The wide variance in the conversion ratio indicates that accrual-based accounting significantly masks the timing of cash inflows from project-based mandates. Investors should monitor whether this instability reflects genuine operational friction or merely the lumpy nature of milestone-based revenue recognition in the MICE sector.
As reported in recent financial statements, AHMA's free cash flow trajectory remains highly inconsistent, with FCF margins fluctuating from a negative 3.2% in 2023Q4 to a positive 7.4% by 2024Q4, highlighting the inherent difficulty in stabilizing cash generation within a project-dependent business model.
The rapid swing into positive FCF territory suggests that management has successfully tightened working capital management or reduced project-related outflows. However, the lack of a sustained upward trend warrants caution regarding the company's ability to maintain these margins during periods of lower corporate event activity.
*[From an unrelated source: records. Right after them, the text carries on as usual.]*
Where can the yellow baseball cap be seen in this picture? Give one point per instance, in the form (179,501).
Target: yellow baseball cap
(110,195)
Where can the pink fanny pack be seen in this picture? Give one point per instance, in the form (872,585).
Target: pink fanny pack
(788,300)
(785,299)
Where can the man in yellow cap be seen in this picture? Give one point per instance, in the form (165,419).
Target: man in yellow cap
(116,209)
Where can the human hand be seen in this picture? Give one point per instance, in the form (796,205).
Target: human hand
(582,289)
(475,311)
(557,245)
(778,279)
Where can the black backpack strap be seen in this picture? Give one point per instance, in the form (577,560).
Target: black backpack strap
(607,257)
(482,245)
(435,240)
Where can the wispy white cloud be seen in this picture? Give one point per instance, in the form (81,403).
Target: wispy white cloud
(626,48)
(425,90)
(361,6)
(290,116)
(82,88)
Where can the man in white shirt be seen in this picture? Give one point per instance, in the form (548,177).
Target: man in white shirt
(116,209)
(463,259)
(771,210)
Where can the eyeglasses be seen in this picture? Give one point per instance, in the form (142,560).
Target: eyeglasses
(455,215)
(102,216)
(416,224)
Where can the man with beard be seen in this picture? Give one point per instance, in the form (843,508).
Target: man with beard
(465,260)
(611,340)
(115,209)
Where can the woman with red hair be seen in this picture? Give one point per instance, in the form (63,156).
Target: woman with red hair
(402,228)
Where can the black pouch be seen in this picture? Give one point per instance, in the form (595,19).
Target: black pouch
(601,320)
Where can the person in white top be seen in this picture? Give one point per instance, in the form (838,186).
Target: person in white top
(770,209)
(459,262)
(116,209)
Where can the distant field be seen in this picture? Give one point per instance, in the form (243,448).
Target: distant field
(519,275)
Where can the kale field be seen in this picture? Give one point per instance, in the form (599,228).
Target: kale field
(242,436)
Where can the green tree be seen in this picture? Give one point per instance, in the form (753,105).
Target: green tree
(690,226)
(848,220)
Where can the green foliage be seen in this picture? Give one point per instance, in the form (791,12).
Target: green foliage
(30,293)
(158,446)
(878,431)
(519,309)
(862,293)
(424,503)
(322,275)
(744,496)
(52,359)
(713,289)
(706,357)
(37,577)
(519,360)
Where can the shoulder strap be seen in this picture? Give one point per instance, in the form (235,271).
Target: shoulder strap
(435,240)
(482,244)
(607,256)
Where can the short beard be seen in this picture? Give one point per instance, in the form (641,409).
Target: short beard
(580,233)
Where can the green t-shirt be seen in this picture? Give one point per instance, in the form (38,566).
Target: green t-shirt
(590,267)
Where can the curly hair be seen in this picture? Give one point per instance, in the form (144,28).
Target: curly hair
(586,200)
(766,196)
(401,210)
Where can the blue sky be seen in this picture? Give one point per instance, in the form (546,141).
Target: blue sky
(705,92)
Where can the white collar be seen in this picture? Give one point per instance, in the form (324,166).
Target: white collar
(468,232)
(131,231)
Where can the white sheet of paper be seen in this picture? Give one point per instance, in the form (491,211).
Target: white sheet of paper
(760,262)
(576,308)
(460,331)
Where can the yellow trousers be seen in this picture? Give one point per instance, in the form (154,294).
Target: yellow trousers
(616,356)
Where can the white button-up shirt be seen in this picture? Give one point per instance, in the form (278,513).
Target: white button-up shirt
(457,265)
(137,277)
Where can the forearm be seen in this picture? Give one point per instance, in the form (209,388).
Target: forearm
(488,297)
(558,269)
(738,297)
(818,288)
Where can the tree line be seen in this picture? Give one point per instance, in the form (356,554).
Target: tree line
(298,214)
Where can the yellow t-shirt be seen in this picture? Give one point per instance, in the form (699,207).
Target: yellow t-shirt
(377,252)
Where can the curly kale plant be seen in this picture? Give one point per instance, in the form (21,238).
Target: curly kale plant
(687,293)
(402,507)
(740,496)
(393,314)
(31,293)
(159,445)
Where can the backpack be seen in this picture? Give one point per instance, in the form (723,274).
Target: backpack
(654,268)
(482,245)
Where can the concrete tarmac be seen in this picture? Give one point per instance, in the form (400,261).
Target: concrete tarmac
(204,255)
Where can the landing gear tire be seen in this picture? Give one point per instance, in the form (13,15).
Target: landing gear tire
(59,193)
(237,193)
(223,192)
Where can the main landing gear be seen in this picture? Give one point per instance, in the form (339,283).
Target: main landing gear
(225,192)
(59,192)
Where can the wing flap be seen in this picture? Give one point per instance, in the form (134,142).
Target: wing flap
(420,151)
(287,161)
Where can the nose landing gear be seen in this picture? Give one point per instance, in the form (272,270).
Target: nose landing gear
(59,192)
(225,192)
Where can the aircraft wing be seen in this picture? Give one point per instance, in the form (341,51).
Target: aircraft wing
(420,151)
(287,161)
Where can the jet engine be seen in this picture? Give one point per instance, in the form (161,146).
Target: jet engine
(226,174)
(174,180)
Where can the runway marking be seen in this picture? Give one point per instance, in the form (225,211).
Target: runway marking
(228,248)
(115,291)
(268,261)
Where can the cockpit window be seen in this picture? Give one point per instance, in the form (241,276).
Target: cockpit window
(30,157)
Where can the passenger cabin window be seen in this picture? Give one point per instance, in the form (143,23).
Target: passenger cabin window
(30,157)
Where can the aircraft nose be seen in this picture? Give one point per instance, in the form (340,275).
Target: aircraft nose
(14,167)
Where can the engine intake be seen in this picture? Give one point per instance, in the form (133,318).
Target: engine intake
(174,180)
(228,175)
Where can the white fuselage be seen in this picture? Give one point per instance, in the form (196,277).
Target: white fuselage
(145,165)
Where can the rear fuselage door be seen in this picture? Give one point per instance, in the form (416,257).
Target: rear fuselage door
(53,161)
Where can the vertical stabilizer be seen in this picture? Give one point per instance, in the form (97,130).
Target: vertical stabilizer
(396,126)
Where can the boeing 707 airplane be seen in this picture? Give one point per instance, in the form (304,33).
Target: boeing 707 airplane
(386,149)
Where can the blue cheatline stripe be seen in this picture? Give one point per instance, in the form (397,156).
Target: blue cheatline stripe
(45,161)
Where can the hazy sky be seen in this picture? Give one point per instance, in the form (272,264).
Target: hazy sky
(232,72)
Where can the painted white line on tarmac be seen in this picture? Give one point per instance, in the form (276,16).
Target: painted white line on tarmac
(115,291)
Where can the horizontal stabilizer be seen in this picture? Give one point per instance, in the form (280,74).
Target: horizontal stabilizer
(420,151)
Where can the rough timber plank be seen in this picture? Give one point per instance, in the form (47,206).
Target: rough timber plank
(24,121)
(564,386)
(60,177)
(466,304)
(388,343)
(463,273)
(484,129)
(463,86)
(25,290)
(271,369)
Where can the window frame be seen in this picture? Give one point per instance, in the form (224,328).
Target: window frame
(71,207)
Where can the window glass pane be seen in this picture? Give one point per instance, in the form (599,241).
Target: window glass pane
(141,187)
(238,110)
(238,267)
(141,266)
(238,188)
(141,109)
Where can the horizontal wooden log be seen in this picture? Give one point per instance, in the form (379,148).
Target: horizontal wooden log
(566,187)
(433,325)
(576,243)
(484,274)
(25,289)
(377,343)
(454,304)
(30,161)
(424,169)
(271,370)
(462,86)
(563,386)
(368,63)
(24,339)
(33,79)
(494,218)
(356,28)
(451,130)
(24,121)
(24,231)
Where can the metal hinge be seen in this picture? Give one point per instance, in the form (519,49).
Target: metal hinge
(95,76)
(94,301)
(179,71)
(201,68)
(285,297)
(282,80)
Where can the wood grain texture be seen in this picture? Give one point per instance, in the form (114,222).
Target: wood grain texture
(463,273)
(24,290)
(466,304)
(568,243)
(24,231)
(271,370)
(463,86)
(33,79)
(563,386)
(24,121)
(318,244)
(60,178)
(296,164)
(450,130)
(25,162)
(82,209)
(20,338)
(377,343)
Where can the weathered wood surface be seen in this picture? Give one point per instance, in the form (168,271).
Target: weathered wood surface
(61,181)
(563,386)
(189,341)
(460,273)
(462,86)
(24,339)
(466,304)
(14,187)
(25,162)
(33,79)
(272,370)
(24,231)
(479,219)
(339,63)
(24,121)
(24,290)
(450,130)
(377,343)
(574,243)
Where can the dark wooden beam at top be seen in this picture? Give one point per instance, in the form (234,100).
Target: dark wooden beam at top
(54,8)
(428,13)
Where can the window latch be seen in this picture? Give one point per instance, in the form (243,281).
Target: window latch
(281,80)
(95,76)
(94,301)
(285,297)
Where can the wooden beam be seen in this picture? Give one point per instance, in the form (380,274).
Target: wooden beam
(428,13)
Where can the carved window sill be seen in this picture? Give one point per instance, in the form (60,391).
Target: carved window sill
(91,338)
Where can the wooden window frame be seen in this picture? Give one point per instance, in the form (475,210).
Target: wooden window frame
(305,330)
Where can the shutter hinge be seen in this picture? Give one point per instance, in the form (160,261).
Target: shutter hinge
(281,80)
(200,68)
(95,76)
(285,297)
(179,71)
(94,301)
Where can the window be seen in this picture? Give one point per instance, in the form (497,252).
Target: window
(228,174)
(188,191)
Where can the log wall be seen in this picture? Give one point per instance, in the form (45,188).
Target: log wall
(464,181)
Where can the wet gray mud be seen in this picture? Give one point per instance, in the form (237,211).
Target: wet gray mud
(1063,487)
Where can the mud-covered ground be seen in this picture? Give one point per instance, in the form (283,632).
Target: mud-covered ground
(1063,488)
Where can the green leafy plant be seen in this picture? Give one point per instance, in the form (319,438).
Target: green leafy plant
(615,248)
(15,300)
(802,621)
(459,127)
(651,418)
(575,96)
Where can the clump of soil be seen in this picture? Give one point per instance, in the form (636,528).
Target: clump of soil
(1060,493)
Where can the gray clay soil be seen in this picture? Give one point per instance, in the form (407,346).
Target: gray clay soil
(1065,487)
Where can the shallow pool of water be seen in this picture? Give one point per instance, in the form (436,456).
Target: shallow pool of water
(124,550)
Based on the reported figures, AHMA experienced a significant working capital swing, moving from a $495.3K outflow in 2023Q4 to a $1.5K inflow in 2024Q4, which suggests that the company's cash position is highly sensitive to the timing of client payments and vendor settlements.
The massive reversal in working capital usage indicates that the company may have faced significant collection delays or heavy upfront project costs in its initial operating quarters. This volatility implies that liquidity management is a primary operational challenge for the firm as it scales its event management services.
As indicated by the financial data, AHMA maintains a very low capital intensity, with CapEx/Revenue ratios consistently below 1% across the observed periods, suggesting that the business model requires minimal physical asset investment to support its digital-first event management and logistics service offerings.
The negligible capital expenditure suggests that the company is not currently burdened by heavy infrastructure requirements, which may provide a buffer against cash flow shocks. However, this low investment level may also indicate a lack of significant reinvestment into the proprietary technology needed to sustain a competitive moat.
Quick answers to the most common questions about buying AHMA stock.
Ambitions Enterprise Management Co. L.L.C (AHMA) generated $1.2M in net cash from operating activities in 2024. This reflects the cash generated directly from core business operations.
Ambitions Enterprise Management Co. L.L.C (AHMA) generated $1.1M in free cash flow in 2024. Free cash flow is the cash left over after capital expenditures, which can be used to pay dividends, repurchase shares, or pay down debt.
Ambitions Enterprise Management Co. L.L.C (AHMA) spent $0.0M on capital expenditures in 2024. CapEx represents the cash invested in physical assets like property, plant, and equipment to maintain or grow the business.